Batch normalization layer: A mini-batch was used to normalize each input channel, diminish the sensitivity of the network initialization, and speed up the training process of the CNNs [4]. This was located after the convolutional layer and consisted of 17 layers. Subtracting the mini-batch average from each channel's activations and dividing by the mini-batch standard deviation was the first step of the layer mechanism (i.e., normalizing these activations). Next, a learnable offset β and a learnable scale factor γ were added and scaled, respectively.
-
iv.
Rectified linear unit (ReLU): Data filtering was the main objective of this layer, and the function max (0, x) [4] was used to achieve this goal (note that x is the neuron input).
-
v.
Addition layer: The inputs of two or more neural network layers were added to this layer. To use this layer correctly, these inputs should have similar dimensions.
-
vi.
Average pooling layer: The input of this layer was partitioned into smaller pooling regions of various dimensions like 3 × 3, 2 × 2, etc., to reduce the input size. The average of each small spatial block, which may have vital and a reduced amount of vital pixel information to signify improving features, was then calculated to get normalized feature information [25]. It is important to note that in traditional CNNs, the max-pooling layer is next to the convolution layer and could lose valuable features. In this study, the average pooling was applied at the last partition of the network.
-
vii.
Dropout layer: This is utilized to enhance model performance by preventing the occurrence of overfitting [26]. More specifically, neurons were arbitrarily turned off and on in all layers to avoid overfitting. This model used one dropout layer with a probability of p = 0.5 between the fully connected layers.
-
viii.
Fully connected layer: All previous layer neurons were connected to this layer, thereby mixing the DFU patch classification features. This network used only two fully connected layers.

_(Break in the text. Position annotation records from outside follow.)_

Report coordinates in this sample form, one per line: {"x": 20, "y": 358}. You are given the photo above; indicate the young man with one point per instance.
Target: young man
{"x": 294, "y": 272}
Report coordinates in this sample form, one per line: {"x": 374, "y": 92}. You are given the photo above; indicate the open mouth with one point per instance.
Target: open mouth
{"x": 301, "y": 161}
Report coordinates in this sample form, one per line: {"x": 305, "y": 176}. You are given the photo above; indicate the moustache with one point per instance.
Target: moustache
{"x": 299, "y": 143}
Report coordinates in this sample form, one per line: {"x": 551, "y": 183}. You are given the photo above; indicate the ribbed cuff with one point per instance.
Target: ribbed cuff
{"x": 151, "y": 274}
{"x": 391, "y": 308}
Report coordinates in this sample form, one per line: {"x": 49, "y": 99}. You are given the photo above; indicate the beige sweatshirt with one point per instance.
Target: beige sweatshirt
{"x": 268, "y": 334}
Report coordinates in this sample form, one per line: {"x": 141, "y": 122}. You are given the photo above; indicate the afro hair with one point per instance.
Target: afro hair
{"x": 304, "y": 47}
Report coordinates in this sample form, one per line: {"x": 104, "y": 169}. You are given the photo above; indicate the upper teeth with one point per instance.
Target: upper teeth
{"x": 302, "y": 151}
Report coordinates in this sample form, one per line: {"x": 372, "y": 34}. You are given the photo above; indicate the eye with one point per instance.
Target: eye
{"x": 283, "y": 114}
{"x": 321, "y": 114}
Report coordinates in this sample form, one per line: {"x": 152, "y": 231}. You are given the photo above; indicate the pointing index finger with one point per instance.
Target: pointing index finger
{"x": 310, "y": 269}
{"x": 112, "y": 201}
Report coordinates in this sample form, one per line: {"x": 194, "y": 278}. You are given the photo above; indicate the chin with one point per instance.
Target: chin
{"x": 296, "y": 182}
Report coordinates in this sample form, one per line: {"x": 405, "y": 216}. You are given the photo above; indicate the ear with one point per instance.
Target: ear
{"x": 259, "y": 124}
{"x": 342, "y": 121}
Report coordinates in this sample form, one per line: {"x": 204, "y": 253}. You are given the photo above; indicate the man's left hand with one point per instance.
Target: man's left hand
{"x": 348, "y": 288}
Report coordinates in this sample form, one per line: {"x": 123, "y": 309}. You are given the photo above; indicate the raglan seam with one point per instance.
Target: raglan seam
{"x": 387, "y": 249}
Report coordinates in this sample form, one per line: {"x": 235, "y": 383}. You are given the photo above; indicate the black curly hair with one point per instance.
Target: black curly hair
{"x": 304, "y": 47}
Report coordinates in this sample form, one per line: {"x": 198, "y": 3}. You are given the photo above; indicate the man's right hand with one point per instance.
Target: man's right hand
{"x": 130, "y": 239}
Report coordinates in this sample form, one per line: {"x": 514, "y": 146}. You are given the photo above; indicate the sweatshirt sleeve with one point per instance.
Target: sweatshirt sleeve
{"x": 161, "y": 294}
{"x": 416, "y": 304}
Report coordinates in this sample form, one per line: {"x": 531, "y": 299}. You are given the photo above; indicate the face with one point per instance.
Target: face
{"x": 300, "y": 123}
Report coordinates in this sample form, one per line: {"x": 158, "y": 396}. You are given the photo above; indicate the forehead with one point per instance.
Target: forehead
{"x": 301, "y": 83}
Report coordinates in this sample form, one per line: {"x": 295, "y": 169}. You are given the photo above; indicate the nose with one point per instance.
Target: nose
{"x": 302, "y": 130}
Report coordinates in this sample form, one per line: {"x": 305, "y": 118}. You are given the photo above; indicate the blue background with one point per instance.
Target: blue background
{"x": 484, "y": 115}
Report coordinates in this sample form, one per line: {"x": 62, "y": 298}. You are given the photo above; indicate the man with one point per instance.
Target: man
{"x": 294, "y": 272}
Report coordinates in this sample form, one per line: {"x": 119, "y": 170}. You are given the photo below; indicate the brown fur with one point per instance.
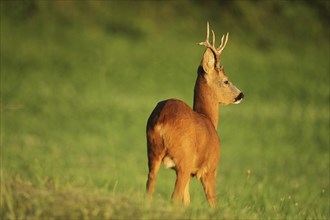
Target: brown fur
{"x": 186, "y": 139}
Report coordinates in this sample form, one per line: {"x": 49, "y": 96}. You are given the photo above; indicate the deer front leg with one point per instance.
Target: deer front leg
{"x": 209, "y": 182}
{"x": 186, "y": 196}
{"x": 181, "y": 192}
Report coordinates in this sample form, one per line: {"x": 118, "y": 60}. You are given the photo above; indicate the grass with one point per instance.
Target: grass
{"x": 79, "y": 80}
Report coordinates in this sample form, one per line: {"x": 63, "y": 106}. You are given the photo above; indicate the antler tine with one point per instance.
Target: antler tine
{"x": 223, "y": 44}
{"x": 207, "y": 43}
{"x": 213, "y": 38}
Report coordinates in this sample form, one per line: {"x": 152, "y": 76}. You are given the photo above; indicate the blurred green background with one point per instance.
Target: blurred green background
{"x": 80, "y": 78}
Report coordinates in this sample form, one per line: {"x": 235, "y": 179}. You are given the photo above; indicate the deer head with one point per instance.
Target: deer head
{"x": 214, "y": 74}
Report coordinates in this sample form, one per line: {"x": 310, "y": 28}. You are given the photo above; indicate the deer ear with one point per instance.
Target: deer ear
{"x": 208, "y": 61}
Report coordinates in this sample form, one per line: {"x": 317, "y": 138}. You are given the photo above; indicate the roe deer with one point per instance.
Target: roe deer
{"x": 186, "y": 139}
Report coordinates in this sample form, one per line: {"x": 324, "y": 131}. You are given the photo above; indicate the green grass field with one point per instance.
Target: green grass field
{"x": 79, "y": 80}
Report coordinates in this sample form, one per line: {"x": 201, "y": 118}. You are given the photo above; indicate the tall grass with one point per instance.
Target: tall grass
{"x": 79, "y": 80}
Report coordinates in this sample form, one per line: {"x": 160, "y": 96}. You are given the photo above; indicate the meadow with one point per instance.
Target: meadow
{"x": 80, "y": 78}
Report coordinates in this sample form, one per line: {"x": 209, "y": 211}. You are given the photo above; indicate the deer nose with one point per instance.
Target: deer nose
{"x": 239, "y": 97}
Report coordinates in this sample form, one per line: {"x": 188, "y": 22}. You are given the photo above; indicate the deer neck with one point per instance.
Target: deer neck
{"x": 205, "y": 101}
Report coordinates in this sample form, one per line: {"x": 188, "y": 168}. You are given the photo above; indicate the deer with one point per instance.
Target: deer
{"x": 186, "y": 139}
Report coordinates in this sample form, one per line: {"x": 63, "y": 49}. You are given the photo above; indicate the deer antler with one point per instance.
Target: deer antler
{"x": 216, "y": 51}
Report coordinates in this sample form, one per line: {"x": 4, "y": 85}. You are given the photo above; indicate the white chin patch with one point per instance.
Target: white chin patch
{"x": 238, "y": 101}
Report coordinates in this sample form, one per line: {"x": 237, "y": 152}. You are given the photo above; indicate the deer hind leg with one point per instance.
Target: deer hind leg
{"x": 181, "y": 189}
{"x": 156, "y": 152}
{"x": 208, "y": 181}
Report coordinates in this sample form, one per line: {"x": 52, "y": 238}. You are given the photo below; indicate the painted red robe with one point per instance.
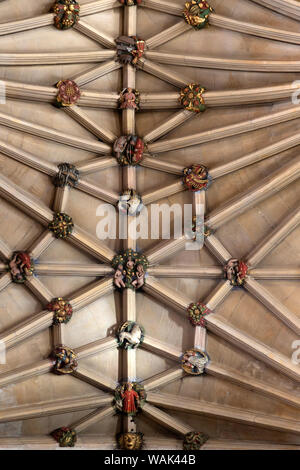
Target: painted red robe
{"x": 129, "y": 401}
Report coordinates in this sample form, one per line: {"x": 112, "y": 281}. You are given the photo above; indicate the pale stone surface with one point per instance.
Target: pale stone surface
{"x": 239, "y": 237}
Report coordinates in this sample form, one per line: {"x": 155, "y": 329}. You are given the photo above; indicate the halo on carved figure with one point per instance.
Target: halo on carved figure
{"x": 196, "y": 178}
{"x": 236, "y": 272}
{"x": 130, "y": 203}
{"x": 194, "y": 361}
{"x": 62, "y": 225}
{"x": 64, "y": 360}
{"x": 62, "y": 310}
{"x": 67, "y": 175}
{"x": 130, "y": 269}
{"x": 66, "y": 13}
{"x": 129, "y": 49}
{"x": 20, "y": 266}
{"x": 197, "y": 312}
{"x": 66, "y": 437}
{"x": 194, "y": 440}
{"x": 130, "y": 440}
{"x": 128, "y": 150}
{"x": 68, "y": 93}
{"x": 129, "y": 398}
{"x": 191, "y": 98}
{"x": 130, "y": 335}
{"x": 129, "y": 99}
{"x": 196, "y": 13}
{"x": 130, "y": 3}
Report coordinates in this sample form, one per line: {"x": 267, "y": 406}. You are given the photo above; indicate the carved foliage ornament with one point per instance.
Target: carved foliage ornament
{"x": 61, "y": 225}
{"x": 62, "y": 310}
{"x": 129, "y": 49}
{"x": 129, "y": 398}
{"x": 194, "y": 361}
{"x": 20, "y": 267}
{"x": 236, "y": 272}
{"x": 129, "y": 150}
{"x": 130, "y": 440}
{"x": 68, "y": 93}
{"x": 196, "y": 178}
{"x": 197, "y": 313}
{"x": 130, "y": 203}
{"x": 129, "y": 99}
{"x": 130, "y": 335}
{"x": 191, "y": 98}
{"x": 196, "y": 13}
{"x": 130, "y": 269}
{"x": 194, "y": 440}
{"x": 67, "y": 175}
{"x": 64, "y": 360}
{"x": 66, "y": 13}
{"x": 66, "y": 437}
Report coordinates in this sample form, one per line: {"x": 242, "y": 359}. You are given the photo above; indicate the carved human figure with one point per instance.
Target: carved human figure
{"x": 194, "y": 361}
{"x": 130, "y": 399}
{"x": 140, "y": 276}
{"x": 128, "y": 99}
{"x": 20, "y": 267}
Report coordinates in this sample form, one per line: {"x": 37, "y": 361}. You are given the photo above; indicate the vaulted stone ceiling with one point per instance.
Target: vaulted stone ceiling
{"x": 247, "y": 60}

The overall number of layers in the model was 58. The output layer was placed over the second fully connected layer. The softmax function, located in the output layer, was utilized for classification. The output extracted features of the model were employed to train the classifiers of Support vector machines (SVM) (DFU_FNet + SVM) and k-nearest neighbors (KNN) (DFU_FNet + KNN). The SVM classifier was margin-based. The concept for the SVM algorithm was to determine the optimum partition line between two classes, aiming that objects would have the largest distance from that line. The SVM utilized kernels such as polynomial, linear, Sigmund, and radial basis functions.
In comparison, the KNN classifier of the object depended on the nearest training samples inside the feature space. Several discriminative features were available in each convolution layer. In contrast, skin abnormalities (ulcers) produced higher activations. A public dataset was used to train the proposed and pre-trained models for 100 epochs pending the learning termination.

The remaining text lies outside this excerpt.